Timezones at a glance
When it's Tuesday 3 PM in Seoul, it's Monday 2 AM in New York. Stop counting on your fingers — compare every city you care about side by side.
Change the base time and every row updates instantly. Five default cities (Seoul · UTC · New York · London · Tokyo) are preloaded; add or remove others freely via search.
How it works
The browser's Intl.DateTimeFormat API queries the IANA timezone database. No extra library to download — every city your operating system knows about (hundreds of them) is searchable. Daylight Saving Time is applied automatically, so March / November transitions are reflected accurately.
UTC offsets render as +9, -5, etc., with half-hour offsets (UTC+9:30 for parts of Australia) handled precisely.

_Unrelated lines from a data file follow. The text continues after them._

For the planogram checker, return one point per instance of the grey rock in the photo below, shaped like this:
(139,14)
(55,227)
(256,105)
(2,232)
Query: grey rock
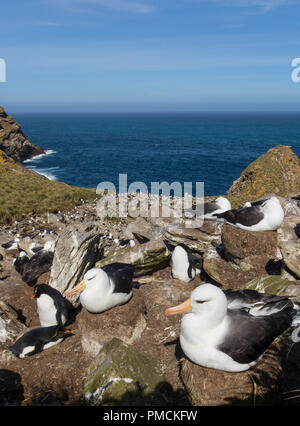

Short names (KST · EST · JST) are also shown, ready to paste into emails or calendar invites.
Use cases
Cross-border collaboration — When scheduling a daily meeting, instantly verify that everyone's local time falls within waking hours (typically 9 AM – 6 PM in their region).
Travel itineraries — Record the times of departure / layover / arrival cities side by side to simplify connection waits and hotel check-in math.
International emails — Write "Tuesday 3 PM KST = Monday 11 PM PST" lines instantly, with both timezones explicit, for less ambiguity.
Data handling
The base time and your selected cities are stored only in sessionStorage and disappear when you close the tab. Nothing is uploaded to a server.
Base time · cities never leave the page
Both the base time and your city list are stored only in sessionStorage and disappear when you close the tab. Timezone lookups go through the browser Intl API — zero external traffic.